Le pubblicità attuali sono sempre più aggressive, con modelle al limite della decenza, anoressiche e con visi scavati proprio come delleMODELLE TOSSICO tossicodipendenti. Gli artisti Loral Amir e Gigi Ben Artzi hanno realizzato le foto intitolate “Heroin Chic” per la rivista Downtown Divas, in cui immortalano prostitute russe dipendenti da eroina vestite con indumenti di alcuni tra i più grandi stilisti, come Miu Miu, Louis Vuitton o Alexander Wan. L’obiettivo era quello di prelevarle dal contesto della loro vita quotidiana per inserirle, non senza un certo disagio, nel mondo della moda. Amir e Artzi hanno incontrato queste donne in Russia, precisamente nel luogo-stereotipo del disagio e dei tossicodipendenti: sotto un ponte. Gli artisti hanno poi spiegato come sia stato piuttosto difficile e rischioso entrare in contatto con loro: in un primo momento sono stati scambiati per poliziotti in borghese e hanno quindi dovuto guadagnarsi la loro fiducia. Una volta convinte ad entrare nello studio fotografico, le donne in astinenza non riuscivano più a far niente, se non reggersi in piedi a fatica e rendere impossibile lavorare con loro. E’ allarmante quanto però queste prostitute tossicodipendenti non siano molto lontane dello standard che possiamo vedere tutti i giorni nel mondo della moda. Un mondo che, purtroppo, rappresenta il punto di riferimento e un modello da emulare per giovani e non. 
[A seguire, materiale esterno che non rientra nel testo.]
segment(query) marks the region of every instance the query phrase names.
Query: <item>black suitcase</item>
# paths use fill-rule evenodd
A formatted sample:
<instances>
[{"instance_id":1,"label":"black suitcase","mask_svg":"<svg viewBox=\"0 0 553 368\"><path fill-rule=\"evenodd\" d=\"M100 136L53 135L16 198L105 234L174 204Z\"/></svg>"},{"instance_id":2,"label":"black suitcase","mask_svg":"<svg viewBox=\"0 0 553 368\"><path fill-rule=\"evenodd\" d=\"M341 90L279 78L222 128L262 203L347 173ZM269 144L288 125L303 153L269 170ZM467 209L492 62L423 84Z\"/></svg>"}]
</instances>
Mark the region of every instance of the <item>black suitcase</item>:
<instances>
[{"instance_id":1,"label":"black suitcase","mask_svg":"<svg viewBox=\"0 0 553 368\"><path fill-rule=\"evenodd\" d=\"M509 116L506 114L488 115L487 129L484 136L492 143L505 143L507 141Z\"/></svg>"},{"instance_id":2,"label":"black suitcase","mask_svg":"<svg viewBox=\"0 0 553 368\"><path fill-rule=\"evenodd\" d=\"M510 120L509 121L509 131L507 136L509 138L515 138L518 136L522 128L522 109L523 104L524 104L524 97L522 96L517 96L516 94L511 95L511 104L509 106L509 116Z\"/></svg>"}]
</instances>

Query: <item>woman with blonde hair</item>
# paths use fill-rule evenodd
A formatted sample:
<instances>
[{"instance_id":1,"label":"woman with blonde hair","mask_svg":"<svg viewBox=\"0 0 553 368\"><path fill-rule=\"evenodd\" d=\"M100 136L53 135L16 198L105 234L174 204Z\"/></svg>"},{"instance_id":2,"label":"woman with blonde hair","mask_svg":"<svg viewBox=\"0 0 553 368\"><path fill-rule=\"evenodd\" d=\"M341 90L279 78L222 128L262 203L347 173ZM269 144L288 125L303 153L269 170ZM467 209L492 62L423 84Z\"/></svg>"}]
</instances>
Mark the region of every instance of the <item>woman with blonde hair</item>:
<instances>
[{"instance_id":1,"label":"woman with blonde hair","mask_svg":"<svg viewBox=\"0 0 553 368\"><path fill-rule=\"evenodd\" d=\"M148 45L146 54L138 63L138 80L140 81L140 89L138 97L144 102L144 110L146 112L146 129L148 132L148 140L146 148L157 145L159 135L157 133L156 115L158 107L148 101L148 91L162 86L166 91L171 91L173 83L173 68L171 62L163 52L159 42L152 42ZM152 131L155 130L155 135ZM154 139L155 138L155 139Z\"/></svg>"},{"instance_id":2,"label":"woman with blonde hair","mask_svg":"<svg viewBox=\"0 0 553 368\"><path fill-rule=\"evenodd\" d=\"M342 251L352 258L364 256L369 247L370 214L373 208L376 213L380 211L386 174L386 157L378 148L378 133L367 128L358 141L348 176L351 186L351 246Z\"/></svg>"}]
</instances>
La Bibbia aveva previsto con largo anticipo il crollo dei valori morali a cui assistiamo oggi e l’aveva descritto così: “Negli ultimi giorni verranno tempi difficili, perché gli uomini saranno egoisti, amanti del denaro, vanagloriosi, superbi, bestemmiatori, ribelli ai genitori, ingrati, irreligiosi, insensibili, sleali, calunniatori, intemperanti, spietati, senza amore per il bene, traditori, sconsiderati, orgogliosi, amanti del piacere anziché di Dio..”. (2 Timoteo 3:1-5)
E ancora :”Verrà il tempo, infatti, in cui non sopporteranno la sana dottrina ma, per prurito di udire, si accumuleranno maestri secondo le loro proprie voglie…”. ( 2 Timoteo 4:3-4)
Perché accettare tutto quello che ci viene proposto senza renderci conto di quanto sia anormale? Siamo aperti ad ogni cosa, e quasi con indifferenza non ci meraviglia né stupisce più niente, mentre siamo invece restii ad accettare l’amore di Dio, l’unico che può portare una reale soluzione alla nostra vita. Apriamo i nostri cuori e i nostri occhi per ricevere una vera speranza e non identificarci con questa realtà ormai irrimediabilmente decadente.